John Lamphire M.D. (1614–1688) was an English academic, who became a physician after being ejected from his college fellowship. He was later Camden Professor of Ancient History, and principal of Hart Hall, Oxford.

==Life==
He was son of George Lamphire, apothecary, and was born in Winchester. He was admitted scholar of Winchester College in 1627. He matriculated from New College, Oxford in 1634, aged 20; was elected fellow there in 1636; proceeded B. A. in 1638, and M.A. in 1641–2. He is apparently the John Lanfire who was appointed prebendary of Bath and Wells in 1641.

In 1648 he was ejected from his fellowship by the parliamentary visitors, but during the Commonwealth practised physic with some success at Oxford. Anthony à Wood in his 'Autobiography' says he belonged to a set of royalists "who esteemed themselves virtuosi or wits". He was Wood's physician, and tried to cure his deafness.

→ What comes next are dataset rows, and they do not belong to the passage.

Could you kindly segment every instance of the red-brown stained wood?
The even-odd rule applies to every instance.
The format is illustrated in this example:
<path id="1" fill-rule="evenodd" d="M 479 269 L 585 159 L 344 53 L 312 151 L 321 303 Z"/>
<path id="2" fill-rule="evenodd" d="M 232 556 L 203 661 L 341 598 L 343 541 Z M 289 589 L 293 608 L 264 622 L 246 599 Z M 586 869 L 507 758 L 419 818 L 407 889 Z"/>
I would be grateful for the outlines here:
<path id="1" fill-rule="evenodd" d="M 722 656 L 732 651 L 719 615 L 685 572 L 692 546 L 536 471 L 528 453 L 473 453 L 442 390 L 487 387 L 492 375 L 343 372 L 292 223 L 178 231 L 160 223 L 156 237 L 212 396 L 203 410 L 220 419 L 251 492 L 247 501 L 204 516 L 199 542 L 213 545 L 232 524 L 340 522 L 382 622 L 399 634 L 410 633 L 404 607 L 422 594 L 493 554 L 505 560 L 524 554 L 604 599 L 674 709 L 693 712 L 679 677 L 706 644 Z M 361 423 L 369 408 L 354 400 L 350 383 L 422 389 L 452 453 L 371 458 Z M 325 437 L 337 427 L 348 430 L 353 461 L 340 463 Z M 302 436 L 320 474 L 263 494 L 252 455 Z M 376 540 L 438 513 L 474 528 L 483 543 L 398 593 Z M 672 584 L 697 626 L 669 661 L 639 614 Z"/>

Lamphire was restored to his fellowship in 1660, and on 16 August was elected Camden professor of history. On 30 October 1660 he was created M.D. On 8 Sept. 1662 he succeeded Christopher Rogers (deprived) as principal of New Inn Hall, and on 30 May 1668 was translated to the headship of Hart Hall. He was also a justice of the peace for the city and county of Oxford, and seems to have taken some part in civic affairs, particularly in the paving of St. Clement's and the draining of the town moat. He died on 30 March 1688. aged 76, and was buried on 2 April in the chapel of Hart Hall (now Hertford College), near the west door. Walker calls him "a good, generous, and fatherly man, of a public spirit, and free from the modish hypocrisy of the age he lived in".

==Works==
Lamphire had a good collection of books and manuscripts, but some of them were burnt in April 1650 by a fire in his house. He owned thirty-eight manuscripts of the works of Thomas Lydiat, which he had bound in twenty-two volumes, and he published one of them, Canones Chronologici (Oxford, 1675), He also published two works by Dr. Hugh Lloyd, the grammarian, in one volume, entitled Phrases Elegantiores et Dictata, Oxford, 1654 (Bodleian). To the second edition (1661) of his friend John Masters's Monarchia Britannica, an oration given in New College Chapel on 6 April 1642 (1st edition 1661), Lamphire added an oration by Henry Savile. He is also said to have published Quaestiones in Logica, Ethica, et Metaphysica (Oxford, 1680) by Robert Pink or Pinck, and he edited Henry Wotton's Plausus et Vota ad Regem de Scotia reducem in Monarchia (Oxford, 1681). He was an executor to Jasper Mayne, and with Robert South put a stone over his grave in Christ Church Cathedral.